It’s taken me awhile to get to this point.  To where I’m okay posting that our adoption journey is over for now.  And I am okay with it, though the whole thing still makes me very sad.  As I posted before, Korea declined to work with us, and although we really wanted to make our agency’s Russia program work, in the end it was just too expensive.  I believe we could have done it, but finances would have been very tight in our house, especially now with the economy the way it is.  We requested information packets from several domestic agencies, but had a similar problem–the agencies that gave us the most say in the process were the most expensive, and there were too many unknowns (birthmother expenses, legal fees, etc.).  We could have gone with an agency that relies solely on the birthmother choosing her adoptive family, but realistically we wouldn’t expect to be chosen very soon: statistically, birthmothers tend to choose younger parents (Tom is 40 and that’s generally believed to be the cutoff for many birthmoms) without any other children.  Plus, since we specifically wanted a girl, that could have potentially been a turnoff for many birthmothers.

I did contact CCAI again, to ask if Tom’s ADD would be an issue for China.  The answer was no, it would not be an issue, and we could proceed with a Chinese adoption if we chose.  That was a very hard one for me.  The wait time for China is stretching longer and longer, and I believe that if we decided to go through with it, we could realistically expect to wait at least four years.  That would make Tom nearly 45, and he is just not comfortable with that.  We could pursue a special-needs adoption, which could shorten the wait time significantly.  However, Tom and I have both prayed extensively over this adoption, and neither one of us believes we are supposed to adopt a special-needs child.  So as difficult as it was for me to admit, it appeared we were out of options.  Yes, there are other countries out there, but we don’t want to disrupt the birth order in our family, which means we’d want to adopt as young a girl as possible.  We just didn’t see any other viable options for us.

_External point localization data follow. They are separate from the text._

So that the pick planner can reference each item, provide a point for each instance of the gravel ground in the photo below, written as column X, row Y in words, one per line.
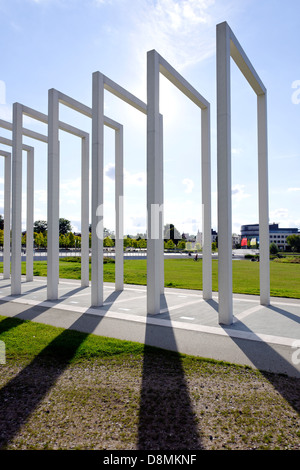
column 154, row 402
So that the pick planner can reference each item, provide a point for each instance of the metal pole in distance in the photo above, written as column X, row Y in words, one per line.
column 53, row 197
column 119, row 203
column 16, row 200
column 97, row 189
column 153, row 185
column 264, row 257
column 7, row 205
column 224, row 175
column 206, row 204
column 85, row 212
column 30, row 221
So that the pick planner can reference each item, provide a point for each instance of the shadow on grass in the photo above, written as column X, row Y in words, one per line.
column 262, row 355
column 166, row 420
column 22, row 395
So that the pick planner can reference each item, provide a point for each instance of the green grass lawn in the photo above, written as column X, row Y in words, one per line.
column 187, row 274
column 65, row 389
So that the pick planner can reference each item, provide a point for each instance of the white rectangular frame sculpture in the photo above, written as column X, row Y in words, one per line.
column 7, row 205
column 55, row 98
column 156, row 65
column 18, row 131
column 227, row 47
column 29, row 204
column 101, row 83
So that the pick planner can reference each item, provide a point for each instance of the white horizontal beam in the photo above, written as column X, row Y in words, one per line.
column 242, row 61
column 181, row 83
column 8, row 142
column 124, row 95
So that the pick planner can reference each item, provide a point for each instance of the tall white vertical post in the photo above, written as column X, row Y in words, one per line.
column 85, row 212
column 97, row 189
column 224, row 176
column 16, row 200
column 53, row 197
column 206, row 203
column 264, row 256
column 153, row 185
column 119, row 204
column 29, row 216
column 161, row 202
column 7, row 206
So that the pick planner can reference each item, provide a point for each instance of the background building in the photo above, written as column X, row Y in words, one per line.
column 277, row 235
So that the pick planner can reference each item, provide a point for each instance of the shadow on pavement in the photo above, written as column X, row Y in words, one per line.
column 166, row 419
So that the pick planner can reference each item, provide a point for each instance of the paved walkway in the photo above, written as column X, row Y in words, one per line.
column 267, row 338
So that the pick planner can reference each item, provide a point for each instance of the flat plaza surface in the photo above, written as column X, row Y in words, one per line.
column 267, row 338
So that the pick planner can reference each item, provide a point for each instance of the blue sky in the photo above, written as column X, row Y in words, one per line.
column 60, row 43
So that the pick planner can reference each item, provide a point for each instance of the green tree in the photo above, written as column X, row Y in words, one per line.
column 294, row 242
column 64, row 226
column 181, row 245
column 71, row 237
column 39, row 239
column 127, row 242
column 142, row 243
column 170, row 245
column 171, row 233
column 40, row 226
column 107, row 241
column 273, row 248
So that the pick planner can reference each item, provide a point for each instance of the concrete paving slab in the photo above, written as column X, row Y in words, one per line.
column 266, row 338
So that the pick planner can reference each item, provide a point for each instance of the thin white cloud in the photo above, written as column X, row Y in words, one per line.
column 238, row 192
column 293, row 189
column 189, row 185
column 180, row 31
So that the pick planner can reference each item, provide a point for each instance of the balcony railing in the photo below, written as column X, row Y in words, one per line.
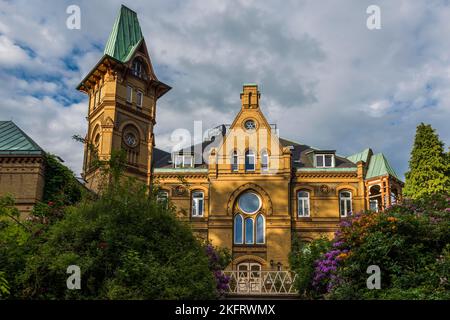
column 261, row 282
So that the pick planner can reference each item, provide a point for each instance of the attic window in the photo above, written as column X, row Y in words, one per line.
column 183, row 161
column 324, row 160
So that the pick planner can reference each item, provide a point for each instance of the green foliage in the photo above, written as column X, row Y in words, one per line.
column 4, row 287
column 429, row 165
column 409, row 242
column 302, row 258
column 61, row 186
column 127, row 245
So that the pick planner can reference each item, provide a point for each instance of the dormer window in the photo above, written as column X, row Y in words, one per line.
column 324, row 160
column 183, row 161
column 138, row 69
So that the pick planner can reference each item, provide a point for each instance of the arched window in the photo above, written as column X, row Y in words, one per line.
column 260, row 229
column 249, row 160
column 238, row 229
column 303, row 203
column 163, row 197
column 345, row 203
column 264, row 161
column 197, row 204
column 234, row 161
column 249, row 232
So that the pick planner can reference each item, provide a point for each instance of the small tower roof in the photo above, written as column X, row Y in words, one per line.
column 125, row 36
column 361, row 156
column 14, row 141
column 379, row 166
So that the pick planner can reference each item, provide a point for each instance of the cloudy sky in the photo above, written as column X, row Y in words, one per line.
column 325, row 78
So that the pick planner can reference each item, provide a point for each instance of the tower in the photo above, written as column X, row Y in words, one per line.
column 123, row 90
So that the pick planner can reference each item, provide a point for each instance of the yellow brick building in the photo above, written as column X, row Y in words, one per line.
column 244, row 187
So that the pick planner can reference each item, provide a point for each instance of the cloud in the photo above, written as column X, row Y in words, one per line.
column 326, row 80
column 11, row 54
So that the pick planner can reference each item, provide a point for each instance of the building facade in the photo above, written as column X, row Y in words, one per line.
column 244, row 187
column 21, row 167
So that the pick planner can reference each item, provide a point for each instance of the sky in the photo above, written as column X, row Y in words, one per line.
column 325, row 79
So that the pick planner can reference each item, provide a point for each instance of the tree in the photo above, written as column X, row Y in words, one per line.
column 429, row 165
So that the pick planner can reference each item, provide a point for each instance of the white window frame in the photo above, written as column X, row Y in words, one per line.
column 139, row 98
column 263, row 229
column 195, row 204
column 345, row 203
column 182, row 161
column 137, row 72
column 95, row 100
column 242, row 229
column 160, row 198
column 264, row 161
column 248, row 154
column 234, row 161
column 323, row 155
column 301, row 204
column 129, row 93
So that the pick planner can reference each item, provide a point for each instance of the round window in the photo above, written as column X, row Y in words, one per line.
column 249, row 203
column 250, row 125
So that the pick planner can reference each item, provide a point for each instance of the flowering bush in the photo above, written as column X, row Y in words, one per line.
column 410, row 242
column 219, row 258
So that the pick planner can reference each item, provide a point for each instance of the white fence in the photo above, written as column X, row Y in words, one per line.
column 261, row 282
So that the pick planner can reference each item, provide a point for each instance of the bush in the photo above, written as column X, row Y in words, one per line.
column 410, row 243
column 301, row 259
column 127, row 245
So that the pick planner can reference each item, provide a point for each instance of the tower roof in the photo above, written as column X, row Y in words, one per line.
column 361, row 156
column 14, row 141
column 379, row 166
column 125, row 36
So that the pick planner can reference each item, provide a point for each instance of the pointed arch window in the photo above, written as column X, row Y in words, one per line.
column 260, row 226
column 345, row 203
column 264, row 161
column 303, row 203
column 234, row 161
column 250, row 160
column 197, row 204
column 249, row 231
column 238, row 229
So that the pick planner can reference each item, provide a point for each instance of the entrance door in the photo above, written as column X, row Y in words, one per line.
column 249, row 277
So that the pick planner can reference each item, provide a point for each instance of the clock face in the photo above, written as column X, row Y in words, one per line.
column 130, row 140
column 249, row 125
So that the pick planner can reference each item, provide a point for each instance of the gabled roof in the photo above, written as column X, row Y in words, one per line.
column 125, row 36
column 301, row 155
column 14, row 141
column 379, row 166
column 361, row 156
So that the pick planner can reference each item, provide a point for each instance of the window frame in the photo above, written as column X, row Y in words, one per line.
column 241, row 227
column 129, row 97
column 264, row 161
column 182, row 164
column 250, row 154
column 160, row 199
column 234, row 161
column 195, row 206
column 252, row 229
column 346, row 199
column 303, row 199
column 323, row 156
column 263, row 229
column 139, row 98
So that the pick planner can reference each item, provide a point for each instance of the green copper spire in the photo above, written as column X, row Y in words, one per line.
column 125, row 36
column 379, row 166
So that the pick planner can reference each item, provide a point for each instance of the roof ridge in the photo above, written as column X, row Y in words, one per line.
column 16, row 141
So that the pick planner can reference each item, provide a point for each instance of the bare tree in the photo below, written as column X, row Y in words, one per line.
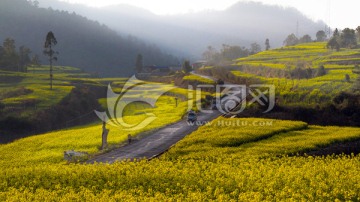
column 49, row 43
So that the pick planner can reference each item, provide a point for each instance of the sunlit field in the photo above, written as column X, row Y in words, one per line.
column 206, row 165
column 312, row 91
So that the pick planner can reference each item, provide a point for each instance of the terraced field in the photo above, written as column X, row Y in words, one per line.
column 272, row 67
column 206, row 165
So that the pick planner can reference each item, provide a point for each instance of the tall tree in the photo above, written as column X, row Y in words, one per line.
column 333, row 43
column 291, row 40
column 139, row 64
column 320, row 36
column 187, row 67
column 35, row 62
column 305, row 39
column 356, row 87
column 50, row 41
column 10, row 56
column 267, row 44
column 336, row 33
column 358, row 33
column 255, row 48
column 348, row 38
column 24, row 58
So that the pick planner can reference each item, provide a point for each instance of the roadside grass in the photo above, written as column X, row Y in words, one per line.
column 200, row 169
column 257, row 138
column 48, row 148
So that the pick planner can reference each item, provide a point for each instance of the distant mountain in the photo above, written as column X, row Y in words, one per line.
column 190, row 34
column 81, row 42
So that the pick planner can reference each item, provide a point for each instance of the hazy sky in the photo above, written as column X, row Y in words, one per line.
column 337, row 13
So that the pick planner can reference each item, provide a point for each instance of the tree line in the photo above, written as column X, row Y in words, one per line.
column 85, row 43
column 13, row 59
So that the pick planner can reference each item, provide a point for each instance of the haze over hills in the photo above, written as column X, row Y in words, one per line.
column 189, row 34
column 81, row 42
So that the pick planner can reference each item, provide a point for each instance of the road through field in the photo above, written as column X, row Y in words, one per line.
column 156, row 143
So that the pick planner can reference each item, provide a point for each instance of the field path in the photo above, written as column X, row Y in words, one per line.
column 156, row 143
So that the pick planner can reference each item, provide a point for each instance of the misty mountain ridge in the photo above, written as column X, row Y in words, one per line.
column 82, row 43
column 188, row 35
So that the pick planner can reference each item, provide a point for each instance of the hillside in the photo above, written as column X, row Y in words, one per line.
column 190, row 34
column 311, row 82
column 82, row 43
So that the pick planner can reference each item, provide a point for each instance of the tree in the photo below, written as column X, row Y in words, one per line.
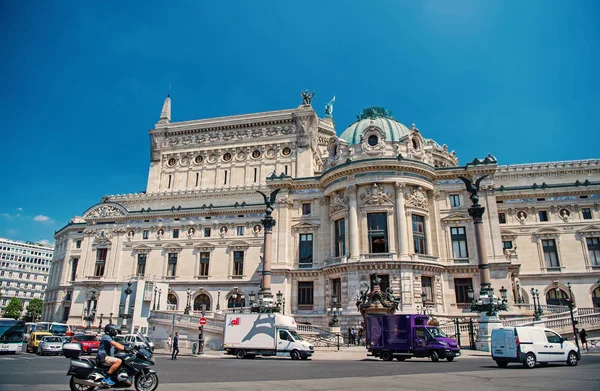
column 34, row 310
column 13, row 308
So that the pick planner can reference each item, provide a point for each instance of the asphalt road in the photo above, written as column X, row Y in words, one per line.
column 30, row 372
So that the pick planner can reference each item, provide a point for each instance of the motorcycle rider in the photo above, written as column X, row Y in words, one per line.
column 106, row 351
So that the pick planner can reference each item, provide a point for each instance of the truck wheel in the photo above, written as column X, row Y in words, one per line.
column 529, row 361
column 572, row 359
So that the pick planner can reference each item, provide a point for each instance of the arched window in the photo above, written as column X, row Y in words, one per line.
column 596, row 298
column 171, row 302
column 556, row 297
column 201, row 299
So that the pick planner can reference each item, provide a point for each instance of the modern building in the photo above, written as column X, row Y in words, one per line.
column 24, row 268
column 375, row 198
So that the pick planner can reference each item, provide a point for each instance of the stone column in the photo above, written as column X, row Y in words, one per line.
column 402, row 231
column 354, row 237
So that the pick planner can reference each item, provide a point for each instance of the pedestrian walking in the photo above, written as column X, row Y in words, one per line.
column 583, row 338
column 175, row 347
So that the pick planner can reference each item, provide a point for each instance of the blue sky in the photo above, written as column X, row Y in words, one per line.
column 82, row 82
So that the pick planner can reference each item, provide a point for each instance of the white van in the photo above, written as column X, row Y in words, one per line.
column 530, row 345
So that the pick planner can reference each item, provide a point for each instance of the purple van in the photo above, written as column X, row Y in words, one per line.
column 406, row 336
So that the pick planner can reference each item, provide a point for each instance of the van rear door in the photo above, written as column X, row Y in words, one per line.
column 503, row 343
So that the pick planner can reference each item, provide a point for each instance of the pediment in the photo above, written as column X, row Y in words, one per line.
column 457, row 217
column 590, row 229
column 305, row 225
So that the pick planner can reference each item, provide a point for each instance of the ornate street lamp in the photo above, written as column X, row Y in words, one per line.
column 187, row 306
column 571, row 305
column 155, row 292
column 218, row 308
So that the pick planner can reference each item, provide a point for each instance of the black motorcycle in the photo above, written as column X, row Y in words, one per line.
column 87, row 374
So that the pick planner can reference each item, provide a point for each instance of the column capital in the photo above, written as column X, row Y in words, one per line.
column 399, row 186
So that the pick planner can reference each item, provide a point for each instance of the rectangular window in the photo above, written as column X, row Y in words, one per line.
column 305, row 249
column 502, row 218
column 594, row 250
column 550, row 253
column 305, row 293
column 238, row 263
column 74, row 263
column 100, row 261
column 306, row 209
column 427, row 288
column 336, row 290
column 419, row 237
column 461, row 286
column 459, row 242
column 377, row 226
column 340, row 237
column 172, row 266
column 454, row 200
column 204, row 262
column 141, row 270
column 384, row 281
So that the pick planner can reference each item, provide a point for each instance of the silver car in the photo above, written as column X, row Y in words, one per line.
column 50, row 345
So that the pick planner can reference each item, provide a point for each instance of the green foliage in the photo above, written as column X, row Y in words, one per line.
column 34, row 310
column 13, row 308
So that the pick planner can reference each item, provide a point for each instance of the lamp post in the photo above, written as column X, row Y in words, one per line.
column 154, row 304
column 487, row 304
column 537, row 308
column 218, row 308
column 334, row 310
column 187, row 306
column 571, row 305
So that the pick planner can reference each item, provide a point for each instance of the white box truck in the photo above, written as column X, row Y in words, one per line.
column 249, row 335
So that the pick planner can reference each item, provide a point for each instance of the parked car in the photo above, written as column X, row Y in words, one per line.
column 34, row 340
column 50, row 345
column 136, row 340
column 532, row 345
column 89, row 343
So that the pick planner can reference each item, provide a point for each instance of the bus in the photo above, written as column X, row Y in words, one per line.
column 11, row 335
column 60, row 329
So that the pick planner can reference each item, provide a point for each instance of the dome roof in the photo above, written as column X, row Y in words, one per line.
column 378, row 117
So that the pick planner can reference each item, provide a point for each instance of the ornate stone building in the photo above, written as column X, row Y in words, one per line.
column 379, row 198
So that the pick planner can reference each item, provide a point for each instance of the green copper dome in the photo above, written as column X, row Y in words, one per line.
column 378, row 117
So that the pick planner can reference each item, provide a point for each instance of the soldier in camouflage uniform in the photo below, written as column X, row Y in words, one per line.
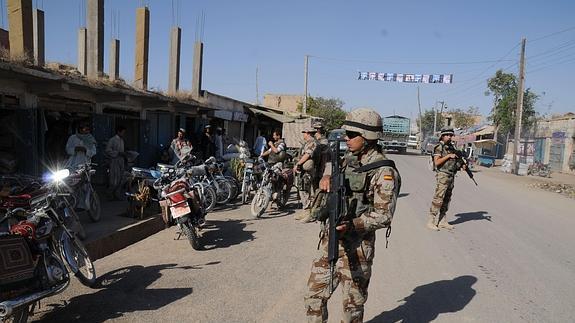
column 446, row 165
column 307, row 163
column 373, row 196
column 323, row 156
column 323, row 148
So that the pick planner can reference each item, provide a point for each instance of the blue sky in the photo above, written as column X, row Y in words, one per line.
column 344, row 37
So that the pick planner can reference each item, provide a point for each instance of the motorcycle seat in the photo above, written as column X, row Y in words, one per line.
column 166, row 166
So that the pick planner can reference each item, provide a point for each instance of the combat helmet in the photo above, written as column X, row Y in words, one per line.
column 318, row 125
column 446, row 131
column 365, row 121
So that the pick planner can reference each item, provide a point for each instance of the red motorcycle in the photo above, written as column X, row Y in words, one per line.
column 180, row 201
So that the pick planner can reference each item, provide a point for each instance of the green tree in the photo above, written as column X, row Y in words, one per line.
column 427, row 119
column 331, row 110
column 503, row 87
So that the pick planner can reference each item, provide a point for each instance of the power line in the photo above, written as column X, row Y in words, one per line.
column 552, row 34
column 550, row 65
column 561, row 48
column 569, row 55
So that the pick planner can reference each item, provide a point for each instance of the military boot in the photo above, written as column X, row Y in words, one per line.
column 432, row 223
column 303, row 214
column 443, row 224
column 308, row 217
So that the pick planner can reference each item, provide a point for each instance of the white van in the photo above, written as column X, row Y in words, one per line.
column 412, row 142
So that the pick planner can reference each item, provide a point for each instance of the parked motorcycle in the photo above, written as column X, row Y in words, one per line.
column 539, row 169
column 181, row 204
column 20, row 197
column 142, row 194
column 39, row 253
column 249, row 182
column 304, row 187
column 83, row 194
column 275, row 186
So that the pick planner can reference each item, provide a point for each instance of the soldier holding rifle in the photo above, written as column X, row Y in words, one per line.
column 446, row 162
column 362, row 192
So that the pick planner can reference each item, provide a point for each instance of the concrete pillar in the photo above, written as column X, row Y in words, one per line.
column 4, row 42
column 142, row 46
column 82, row 57
column 21, row 36
column 174, row 78
column 95, row 38
column 38, row 23
column 114, row 72
column 197, row 73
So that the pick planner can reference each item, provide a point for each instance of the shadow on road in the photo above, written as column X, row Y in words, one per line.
column 225, row 233
column 121, row 291
column 236, row 204
column 428, row 301
column 470, row 216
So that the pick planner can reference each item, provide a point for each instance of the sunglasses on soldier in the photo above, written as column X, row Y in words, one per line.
column 352, row 134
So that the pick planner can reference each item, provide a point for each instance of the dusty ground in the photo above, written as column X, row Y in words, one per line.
column 509, row 259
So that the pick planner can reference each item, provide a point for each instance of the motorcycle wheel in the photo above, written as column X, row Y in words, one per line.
column 305, row 193
column 73, row 223
column 260, row 202
column 78, row 260
column 284, row 196
column 191, row 232
column 224, row 194
column 20, row 315
column 209, row 199
column 235, row 186
column 95, row 208
column 246, row 191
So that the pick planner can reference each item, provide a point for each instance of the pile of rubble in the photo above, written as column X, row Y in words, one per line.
column 564, row 189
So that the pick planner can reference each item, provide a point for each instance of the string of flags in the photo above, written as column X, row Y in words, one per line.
column 406, row 78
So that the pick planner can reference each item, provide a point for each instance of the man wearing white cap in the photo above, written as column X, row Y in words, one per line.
column 177, row 145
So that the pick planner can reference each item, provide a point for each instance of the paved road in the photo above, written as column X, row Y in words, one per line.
column 510, row 259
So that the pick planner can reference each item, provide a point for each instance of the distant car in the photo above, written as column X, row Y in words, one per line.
column 428, row 144
column 412, row 142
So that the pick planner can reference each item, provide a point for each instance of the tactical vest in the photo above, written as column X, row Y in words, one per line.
column 358, row 185
column 451, row 165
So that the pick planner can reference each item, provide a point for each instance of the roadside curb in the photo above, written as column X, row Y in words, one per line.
column 124, row 237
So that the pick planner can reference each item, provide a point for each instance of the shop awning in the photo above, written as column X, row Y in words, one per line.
column 272, row 115
column 485, row 131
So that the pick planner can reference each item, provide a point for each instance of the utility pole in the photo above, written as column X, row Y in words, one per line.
column 304, row 109
column 519, row 112
column 257, row 88
column 435, row 115
column 420, row 128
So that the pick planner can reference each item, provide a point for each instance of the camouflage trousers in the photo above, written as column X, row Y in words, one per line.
column 442, row 197
column 352, row 271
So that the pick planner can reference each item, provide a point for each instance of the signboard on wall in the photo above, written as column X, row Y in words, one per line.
column 223, row 114
column 240, row 116
column 406, row 78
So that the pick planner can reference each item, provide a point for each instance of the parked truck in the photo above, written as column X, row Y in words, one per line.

  Interestingly, once we made our final decision after talking with CCAI, I became much more at peace about everything.  It was as though CCAI was our last remaining option, and once we decided not to pursue it, I was finally able to let it go, believing that I had exhausted all of our current options.  As sorrowful as this whole thing makes me feel, I also feel somewhat as though a weight has been lifted–the weight of the heartache of going back and forth, over and over again. 

  We may try again to have our girl the old-fashioned way.  Even so, we would wait another six months or so to start trying to conceive, so we don’t have two children under the age of two.  I have mixed feelings about it, after everything I went through with Connor’s delivery (which is a story for another day).  But I still believe that God is waiting to give us a girl, and maybe this is the way he always intended to do it.  We’ll see how we feel next summer.  In the meantime, I’m going to enjoy the three tremendous blessings God has given us already, while holding onto the dream of just one more.